Uritanet, Jakarta –
Ketua Komite III DPD RI Hasan Basri, mengecam keras pernyataan ancaman pembunuhan yang disampaikan peneliti Badan Riset dan Inovasi Nasional (BRIN) Andi Pangerang. Lantaran pernyataan tersebut sangat tidak pantas disampaikan oleh Aparatur Sipil Negara.
“Pernyataan yang keluar seperti itu dari lembaga riset dan teknologi seperti BRIN, sangat luar biasa. Ini mencerminkan sikap intoleran, radikal, dan penuh kebencian serta kekerasan,” kata Hasan Basri (25/4/2023).
Senator asal Kalimantan Utara itu menilai, ancaman yang disampaikan sangat menodai kerukunan umat beragama. Dan aspirasi yang diterima, banyak masyarakat yang merasa khawatir, bahkan takut karena keselamatannya terancam.
“Ini bukan delik aduan. Kalau ada ancaman membunuh seperti ini, aparat penegak hukum (APH) harus segera melakukan langkah antisipatif. Paling tidak, pelakunya diamankan terlebih dahulu. Diperiksa dasar dari pernyataannya,” jelasnya.
Jadi apa yang disampaikan Andi Pangerang sangatlah berbeda dengan yang kita harapkan dari peneliti BRIN.

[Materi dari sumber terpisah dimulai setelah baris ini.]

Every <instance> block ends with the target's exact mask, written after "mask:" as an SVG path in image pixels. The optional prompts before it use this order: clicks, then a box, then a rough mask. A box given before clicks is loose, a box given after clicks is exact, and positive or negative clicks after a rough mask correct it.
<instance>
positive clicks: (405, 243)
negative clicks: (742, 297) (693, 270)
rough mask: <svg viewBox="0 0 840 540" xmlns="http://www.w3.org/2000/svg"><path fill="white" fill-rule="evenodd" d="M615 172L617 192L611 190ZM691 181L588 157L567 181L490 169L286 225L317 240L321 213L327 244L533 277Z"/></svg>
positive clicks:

“Sangat berbeda, yang kita harapkan BRIN memiliki sikap toleran, rasional, objektif dan berbasis ilmiah. Disana kan berhimpun para ilmuwan dan teknologi,” jelas Hasan Basri.
Hasan Basri pun meminta kepada Kepala BRIN, Laksana Tri Handoko, segera mengambil sikap tegas atas perbuatan anak buahnya tersebut.

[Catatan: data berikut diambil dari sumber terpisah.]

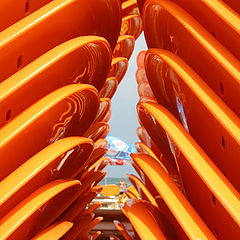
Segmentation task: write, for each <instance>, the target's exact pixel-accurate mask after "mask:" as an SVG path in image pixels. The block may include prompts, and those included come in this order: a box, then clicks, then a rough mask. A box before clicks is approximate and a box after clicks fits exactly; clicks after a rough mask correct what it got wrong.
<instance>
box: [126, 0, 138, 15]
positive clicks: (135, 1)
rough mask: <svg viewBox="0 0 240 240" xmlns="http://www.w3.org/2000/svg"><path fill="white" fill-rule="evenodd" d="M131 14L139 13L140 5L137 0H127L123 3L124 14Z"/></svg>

“Harus diperingatkan dan ditegur keras karena perbuatannya merusak reputasi BRIN. Kepala BRIN harus segera bertindak tegas sesuai dengan UU ASN. Ini tidak bisa dibiarkan dan tidak cukup dengan meminta maaf,” pungkas Hasan Basri.
Hasan Basri juga meminta agar laporan yang saat ini diajukan oleh Lembaga Bantuan Hukum dan advokasi Publik PP Muhammadiyah dapat segera diproses oleh Polri.
“jangan sampai dibiarkan berlarut terlalu lama, karena ini menyangkut kedamaian negeri. Kejadian seperti ini bisa bermasalah sampai ke tingkat daerah, dan ini juga menjadi peringat buat ASN lainnya agar setiap berkomentar hendaknya dilakukan dengan penuh kehati-hatian,” tegas Hasan Basri.
Ketua Komite III DPD RI itu mengatakan, di Indonesia, berbeda agama itu biasa. Semua saling menghormati. Semua hari besar umat beragama dirayakan dengan baik. Dijadikan hari libur bersama.
“Kalau yang beda agama saja bisa saling menghormati, kenapa yang hanya berbeda metode penentuan 1 Syawal malah hampir seperti mau perang? Perbedaan itu malah bukan hanya sekali ini terjadi. Sudah puluhan kali. Dan itu tidak hanya terjadi di Indonesia, di negara lain pun ratusan negara merayakan lebaran tanggal 21 April 2023,” tutupnya.